Go version : 1.12.1 windows/amd64

Thanking you for your time, I hope someone can explain to me what's wrong.

Anarz
  • 25
  • 7
  • 3
    Assigning to *Get races against the for condition right after. Race conditions make the behavior of your program undefined. – Peter Jan 20 '20 at 09:53

1 Answers1

1

You have a data race here:

    var Object interface{}
    go func(Get *interface{}) {
        *Get = <- MyChan
    } (&Object)
    for Object == nil {
        time.Sleep(time.Nanosecond * 1)
    }

The goroutine that writes on the variable Object does so without using a lock: it receives from the channel, and when it gets a value, it writes it to *Get where Get == &Object, so that it writes the interface value of Object.

Meanwhile, the goroutine running the for loop reads from Object, checking for nil-ness. It reads without using a lock, so that it can read a partially-written value.

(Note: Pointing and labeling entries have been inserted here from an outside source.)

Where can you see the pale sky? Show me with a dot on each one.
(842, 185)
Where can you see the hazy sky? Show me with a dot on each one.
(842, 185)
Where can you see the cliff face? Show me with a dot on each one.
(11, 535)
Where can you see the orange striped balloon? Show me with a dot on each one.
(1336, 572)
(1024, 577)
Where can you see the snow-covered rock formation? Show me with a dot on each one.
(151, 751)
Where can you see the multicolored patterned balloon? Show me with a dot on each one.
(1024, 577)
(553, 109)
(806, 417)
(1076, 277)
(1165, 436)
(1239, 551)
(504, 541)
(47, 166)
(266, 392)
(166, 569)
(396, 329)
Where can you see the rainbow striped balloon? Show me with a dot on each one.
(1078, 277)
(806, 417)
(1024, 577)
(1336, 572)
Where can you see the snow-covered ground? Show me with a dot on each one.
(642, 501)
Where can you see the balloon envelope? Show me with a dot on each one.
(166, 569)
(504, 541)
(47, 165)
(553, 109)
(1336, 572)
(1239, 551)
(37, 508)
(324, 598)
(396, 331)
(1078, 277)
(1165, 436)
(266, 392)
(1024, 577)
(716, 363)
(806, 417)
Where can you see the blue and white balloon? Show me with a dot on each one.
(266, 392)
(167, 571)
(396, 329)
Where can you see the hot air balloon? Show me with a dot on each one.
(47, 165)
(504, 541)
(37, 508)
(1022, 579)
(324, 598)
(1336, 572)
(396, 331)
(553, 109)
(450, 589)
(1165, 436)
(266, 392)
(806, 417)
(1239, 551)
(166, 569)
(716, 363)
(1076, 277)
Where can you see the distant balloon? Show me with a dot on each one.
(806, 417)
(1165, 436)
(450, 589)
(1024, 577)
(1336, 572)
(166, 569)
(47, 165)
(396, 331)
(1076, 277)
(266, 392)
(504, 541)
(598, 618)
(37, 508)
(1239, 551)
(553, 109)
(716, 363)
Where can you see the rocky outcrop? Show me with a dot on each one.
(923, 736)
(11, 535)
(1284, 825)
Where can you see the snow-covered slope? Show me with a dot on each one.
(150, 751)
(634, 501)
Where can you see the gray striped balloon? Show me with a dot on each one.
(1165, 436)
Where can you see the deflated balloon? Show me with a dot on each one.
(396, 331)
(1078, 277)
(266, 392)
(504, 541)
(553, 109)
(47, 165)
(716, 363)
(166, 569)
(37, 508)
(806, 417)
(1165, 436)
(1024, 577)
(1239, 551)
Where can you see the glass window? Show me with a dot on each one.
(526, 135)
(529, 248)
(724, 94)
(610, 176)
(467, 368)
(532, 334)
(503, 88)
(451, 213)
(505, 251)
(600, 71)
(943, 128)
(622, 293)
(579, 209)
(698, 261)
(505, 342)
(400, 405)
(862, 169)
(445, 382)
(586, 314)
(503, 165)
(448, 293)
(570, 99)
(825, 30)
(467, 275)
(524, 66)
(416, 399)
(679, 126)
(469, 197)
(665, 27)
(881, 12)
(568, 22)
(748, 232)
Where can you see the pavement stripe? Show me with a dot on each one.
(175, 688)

What is actually happening is that the partially-written value is non-nil, without the whole value being set. So the for loop stops looping and the code progresses to the next line:

    log.Println(fmt.Sprint(Object)) // Panic here from the fmt.Sprint() func

Since Object is only partly written, accessing its value produces unpredictable results—but in this case, it produces a panic. (In particular, the type field of the interface has been set, but the value field is still zero. The actual panic is from this line in src/reflect/value.go:

               return *(*string)(v.ptr)

with v.ptr not having been set.)

It's not clear why you're logging the value at all, nor why you are using shared memory to communicate, but if you do do this, you will need locking. It's usually wiser not to do this. See also this answer to Explain: Don't communicate by sharing memory; share memory by communicating.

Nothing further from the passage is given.